The hair-raising experience of a gathering storm
My first reaction was disbelief, even embarrassment. Was I mistaken? Deluded? As tingling began in a strip of skin across the top of my forehead, I wondered if my bangs could be slapping my skin, and batted them aside.
The tingling grew to a buzzing and spread downward.
“I feel electricity,” I ventured to Stephanie. “Do you?”
Twenty bees buzzed in my skin.
She said, “Your hair is standing straight up.”
“We gotta get out of here!”
Stephanie and I had just risen, cutting our lunch short as tall slate-colored clouds rolled toward us on top of Mount Sopris.
Formerly of Aspen, now Las Vegas, Stephanie is a longtime friend and fellow climber. In recent years she has had a strange string of incidents, from a broken leg due to rockfall to two shoulder surgeries, the most recent causing nerve damage that incapacitated the thumb and first two fingers of her right hand. Once a top climber, she struggles to tie her shoes. Stephanie underwent corrective surgery three months ago by a nerve specialist in St. Louis and will visit a Boston surgeon this month. Meanwhile she is trying to divert to other sports, mainly big hikes. On the way up Sopris, we’d mourned and even laughed about her life as a continuum of appointments, PT and MRIs.
Eye on the weather, I told her of how my friend Ron’s son Alex and a friend had been hit by lightning on a beach near their boss’s house. Both youths lay unconscious, neither with a pulse, their lives saved because a physician nearby was having a barbecue for doctor friends, and all rushed to help. The boys were in comas for two days but recovered.
The buzzing stretched to my eyebrows, slid down my temples to the tops of my ears. We hastened along the ridge.
Then, in the right corner of my forehead, a crackling materialized. I shouted, “I can hear it!” and, madly beckoning Stephanie, began running, sometimes stumbling. I felt as if a great gathering was occurring in the sky, the first strike imminent. The bees bored into my forehead.
We approached the false summit, the trail dipped, and the tingling receded. I paused, waited for Stephanie. “It’s better,” I said.
She said, “Your hair’s calmed down.”
“Why aren’t you feeling it?”
“Maybe because I’m short!” she said cheerfully. Stephanie is 5 feet 1 inch tall to my 5 feet 7 inches.
As we contoured up around the false summit, the bees returned, but quieted as we gained the lower ridge, though my bangs still waved upward, and strands of Stephanie’s hair lifted, too.
We heard the first thunder then, about 40 minutes after leaving the top, and in intermittent drizzle hiked down.
Later I found plenty of similar tales. On 14ers.com, someone wrote about Mount Democrat: “[I]t started to hail/rain. … As we approached the summit, we noticed a buzzing sound coming from our own clothes.
“We booked it off the summit, along with about 30 others who were hiking near us. Most people reported hearing that same sound. Scared the crap out of us. Does that buzzing happen often, and were we in imminent danger of lightning?”
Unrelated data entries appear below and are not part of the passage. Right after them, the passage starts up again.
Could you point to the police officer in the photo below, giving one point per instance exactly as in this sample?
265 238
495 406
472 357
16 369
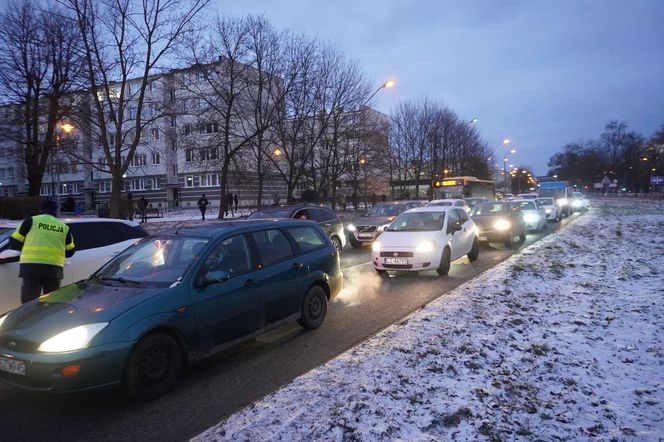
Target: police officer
44 242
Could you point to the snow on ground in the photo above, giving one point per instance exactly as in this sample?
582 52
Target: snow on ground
560 342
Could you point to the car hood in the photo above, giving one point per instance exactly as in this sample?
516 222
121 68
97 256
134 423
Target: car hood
374 220
76 304
409 240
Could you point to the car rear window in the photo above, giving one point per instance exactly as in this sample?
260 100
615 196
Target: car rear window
306 238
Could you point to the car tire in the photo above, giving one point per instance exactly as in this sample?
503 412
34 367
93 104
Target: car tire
445 261
356 244
337 243
314 308
474 251
153 367
509 240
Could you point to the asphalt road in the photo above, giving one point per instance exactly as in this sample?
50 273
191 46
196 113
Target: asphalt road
216 387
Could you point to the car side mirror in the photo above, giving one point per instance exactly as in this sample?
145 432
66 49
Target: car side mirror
214 277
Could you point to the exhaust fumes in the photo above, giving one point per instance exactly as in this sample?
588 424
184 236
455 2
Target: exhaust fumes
359 287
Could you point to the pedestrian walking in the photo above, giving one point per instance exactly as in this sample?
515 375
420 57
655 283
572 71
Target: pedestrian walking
44 242
143 209
202 205
129 207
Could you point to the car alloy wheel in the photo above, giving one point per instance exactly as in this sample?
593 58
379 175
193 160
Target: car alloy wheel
153 367
314 308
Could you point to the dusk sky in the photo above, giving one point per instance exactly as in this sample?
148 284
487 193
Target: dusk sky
542 73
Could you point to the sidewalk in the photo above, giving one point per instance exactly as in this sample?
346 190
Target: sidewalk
562 341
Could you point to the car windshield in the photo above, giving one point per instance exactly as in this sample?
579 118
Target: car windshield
418 222
527 205
489 209
155 261
272 213
386 210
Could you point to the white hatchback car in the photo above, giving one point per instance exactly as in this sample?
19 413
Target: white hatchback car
426 238
533 215
97 240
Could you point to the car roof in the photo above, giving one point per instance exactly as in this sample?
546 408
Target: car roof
224 227
431 209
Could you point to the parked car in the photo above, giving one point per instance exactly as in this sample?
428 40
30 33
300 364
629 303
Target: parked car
426 238
169 300
472 202
579 202
533 215
451 202
97 240
499 222
550 208
366 228
324 215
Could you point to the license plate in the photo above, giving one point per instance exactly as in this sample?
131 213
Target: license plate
12 365
398 261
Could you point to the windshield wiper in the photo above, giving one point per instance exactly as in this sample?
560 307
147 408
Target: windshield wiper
121 280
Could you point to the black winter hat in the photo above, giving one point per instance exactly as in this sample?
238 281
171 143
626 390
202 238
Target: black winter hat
49 206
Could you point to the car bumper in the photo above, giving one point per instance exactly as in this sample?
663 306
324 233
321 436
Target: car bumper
99 366
413 261
493 236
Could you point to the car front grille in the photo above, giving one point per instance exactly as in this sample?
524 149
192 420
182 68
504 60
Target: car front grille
396 254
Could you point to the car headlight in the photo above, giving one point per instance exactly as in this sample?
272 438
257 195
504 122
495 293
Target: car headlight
73 339
425 246
531 217
502 224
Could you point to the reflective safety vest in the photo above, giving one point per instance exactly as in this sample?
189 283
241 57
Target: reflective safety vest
45 243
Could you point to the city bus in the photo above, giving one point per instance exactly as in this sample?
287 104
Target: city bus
464 187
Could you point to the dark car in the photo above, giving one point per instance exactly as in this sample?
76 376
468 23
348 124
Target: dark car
169 300
323 215
499 222
366 228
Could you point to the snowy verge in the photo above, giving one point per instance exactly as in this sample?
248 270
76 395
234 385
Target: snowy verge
562 341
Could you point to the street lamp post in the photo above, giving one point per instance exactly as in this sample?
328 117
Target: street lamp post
67 129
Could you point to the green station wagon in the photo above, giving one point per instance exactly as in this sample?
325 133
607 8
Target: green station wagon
169 300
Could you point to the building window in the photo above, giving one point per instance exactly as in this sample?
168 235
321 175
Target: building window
139 160
136 184
104 187
210 180
192 181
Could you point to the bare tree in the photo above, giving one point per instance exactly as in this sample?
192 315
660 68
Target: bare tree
123 43
39 67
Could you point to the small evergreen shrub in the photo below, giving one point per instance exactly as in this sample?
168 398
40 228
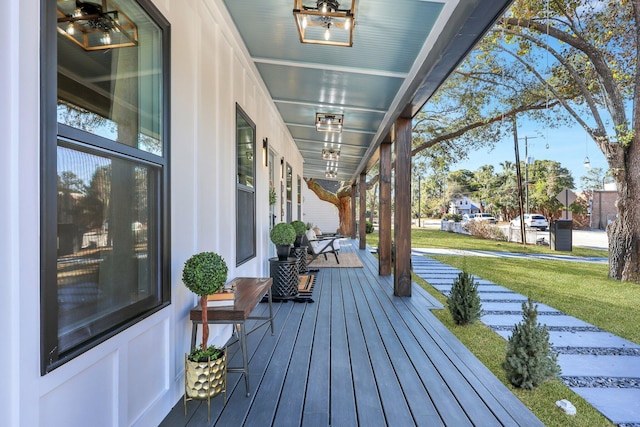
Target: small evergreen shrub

The first reply was clear and concise: “Yes and yes.”
The next one was clearer: “Buzzing on a mountain during a storm is the sound of your imminent death.”
Electricity in the air creates discharges that jump toward the ground in a “negatively charged” channel, causing the buzzing and flying hair.
From http://www.noeticscience.co.uk: “Almost all people who have been struck by lightning and survived said that a few seconds before they were hit, or an object near them was hit, their hair … prickled and stood on end.”
Now, why would one person buzz but not the other? Was it my necklace, hair clips, height? Or does electricity aim for some people more than others? In 1998, in Dotsero, a former NFL linebacker was struck by one bolt, and then, as a friend was performing CPR, a second one that killed him. Both strikes missed the friend. In the tragic storm-torn attempt of the Central Pillar of Freney on France’s Mont Blanc, in 1961, one man was purportedly hit in the face, a blue spark shooting out of his ear. Was it because he wore a hearing aid? He was hit again and went deaf and mad, attacking his friends.
I don’t know why I buzzed and Stephanie didn’t. But I’d like to think it was her turn for good luck.